Are you wondering whether you should work on a data science side project to enhance your resume? Or maybe you have already decided that you want to work on a side project, but you are looking for advice on what type of project you should pursue? Either way, we have the answers that you are looking for! In this article, we discuss everything you need to know about data science side projects and the role they play in enhancing your resume.
We start off by explaining why data science projects are useful for resume building. After that, we walk through the steps you need to take to build out your projects and give pointers on where to focus your attention. Finally we discuss what types of applicants benefit most from having data science side projects on their resumes. The advice provided in this article is broad enough that it is applicable for all data professionals ranging from data analysts to machine learning engineers.
Why work on data science side projects
- Add new skills to your resume. The first reason that you should work on data science side projects and build out a data science portfolio is to learn new skills. Are you an analyst who primarily works in R but is looking to transition to Python? Are you a data scientist who wants to be able to put time series analysis on your resume? There is no better way to learn new skills than to dive in and get hands-on experience. Once you feel comfortable with the new tool, you can add it to the skills section of your resume.

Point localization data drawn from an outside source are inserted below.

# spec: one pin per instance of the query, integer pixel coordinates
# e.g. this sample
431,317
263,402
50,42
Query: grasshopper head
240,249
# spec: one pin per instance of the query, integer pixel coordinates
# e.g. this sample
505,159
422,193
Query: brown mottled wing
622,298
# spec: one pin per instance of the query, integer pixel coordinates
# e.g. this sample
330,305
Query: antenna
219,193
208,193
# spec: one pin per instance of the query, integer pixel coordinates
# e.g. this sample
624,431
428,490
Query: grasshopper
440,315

- Demonstrate competencies with real examples. Beyond just being able to add new skills to your resume, the main reason that having side projects listed on your resume is impactful is because you can provide actual code and documentation that proves that you do have the skills listed in your resume. Providing links to complex Python projects you have created with real code is much more persuasive than just saying that you would rate yourself as an advanced Python coder.
- Prove that you are an independent learner. Finally, having side projects on your resume demonstrates that you are able to learn independently and you are eager to learn new skills. These are qualities that hiring managers look for, particularly in more junior candidates and career changers.
Data science competencies for resumes
So what kind of competencies can you demonstrate on your resume using data science projects? Here are some examples of competencies you can demonstrate using side projects.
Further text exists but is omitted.